5 Key Marketing ROI Tips To Fit On A Postcard
‘The best financial advice for most people would fit on an index card’ stated University of Chicago Professor, Harold Pollack -- something which we think can be applied to marketing analytics! The world of marketing is ever changing, and that means that marketers are exposed to the shiny new thing often. However, sometimes the new thing is not fully understood and marketeers can end up failing to understand the ‘so what?!’ element. So, how do we ensure the ‘So What’ element is the driving force?
- Align marketing analytics objectives with the wider marketing objectives
Set clear and realistic objectives that fit into the wider goals of the marketing plan. No good can come from starting a project with the intention of understanding how to increase revenue from marketing activity if the key goal of the year is to increase awareness of the brand, or drive web traffic to the online store. Data scientists are spoiled for choice in terms of techniques used to match the analysis with the objective. An example of this is understanding how to use key digital channels from driving sales to understand the profit uplit.
2. Know your data
Data, data, data!

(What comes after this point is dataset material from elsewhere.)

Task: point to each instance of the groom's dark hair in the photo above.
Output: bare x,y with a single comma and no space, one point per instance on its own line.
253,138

It underpins everything Brightblue does and if you have great data we can get great insights. However, if the data quality is poor, of quarterly intervals, or of unknown origin with missing periods it can be hard to use and thus will provide less insight. To learn how to turn your data into insights click here.
Before starting the campaign, ensure you record everything from all relevant factors. So for example take Youtube, being able to know how many extra likes / views by campaign on a daily basis helps understand the impact of Youtube marketing on the sales funnel. Without the right data, analytics cannot help deliver those marketing goals.
This is why branching out to other departments can help deliver data that the marketing department might have limited access to. Additionally, we grasp a better understanding if there is anything in the piece of work that might help other departments reach their goals.
- A rule of thumb can be useful, know when to use it
There is a common rule of thumb in the advertising community that for the majority of FMCG clients running TV with a burst strategy for their brands works well. But for the other 20% of brands, it does not. It is important to understand if you fit in with 80% of FMCG clients or the other 20%, this is where analytics can help understand the right strategy for your brand. Projects are great at proving or disproving rules of thumb, for instance you may choose to model the awareness of your brand if you are certain that is the metric to fuel customers further down the funnel, and you can use an approximate measure as to how they will convert into store visits and then later purchases.
- Extraordinary claims – how do the results sit with other analytics
‘The world’s 15 largest ships pollute more than all the cars in the world,’ was a claim pushed out a few years ago, however it is not quite true. It is a modelled exercise with some dubious assumptions like for example, all cars use the least polluting fuel and the ships always use the dirtiest. When working through data or going through a report on marketing analytics you will come across some unlikely results. We need to pull this apart and put it back together to understand it fully, what are we measuring here? Do we have to unweight i.e. multiply to get to the total market value – is this a reasonable assumption that everyone behaves in the same way?
Knowing exactly what data, method and assumptions were used helps put the claim into context. But most importantly, it helps marketers know when they should and should not be quoting the claim.
- Understand the claim
Our overall marketing ROI is up by 55%! — we come across statistics like this regularly and the first thing to do is understand the claim, in particular the context it is in. For this instance, we scrutinise the time period it is up and whether it is up year on year or, quarter on quarter. When the context is understood, we can delve deeper and look at factors such as; is this a result of decreasing marketing spend? The introduction of a new channel? Executing creative better? The claim must be entirely clear for all parties to understand so that decisions can be made with sound reasoning. At Brightblue we have a large database of results going back in time across industries and media channels to help us understand any claim put in front of us.
Why is this significant to Brightblue?
The aim of this is to show what we can achieve and where our limits run thin with our current resources. This is important to marketers so that they are not led astray by the new thing on trend. If we get the basics right then even the smallest detail of analysis will prove more useful insight than exploding on a piece of analysis that wows everyone because it ultimately gives a false direction on a business’s future. In such cases, we must take this with a pinch of salt!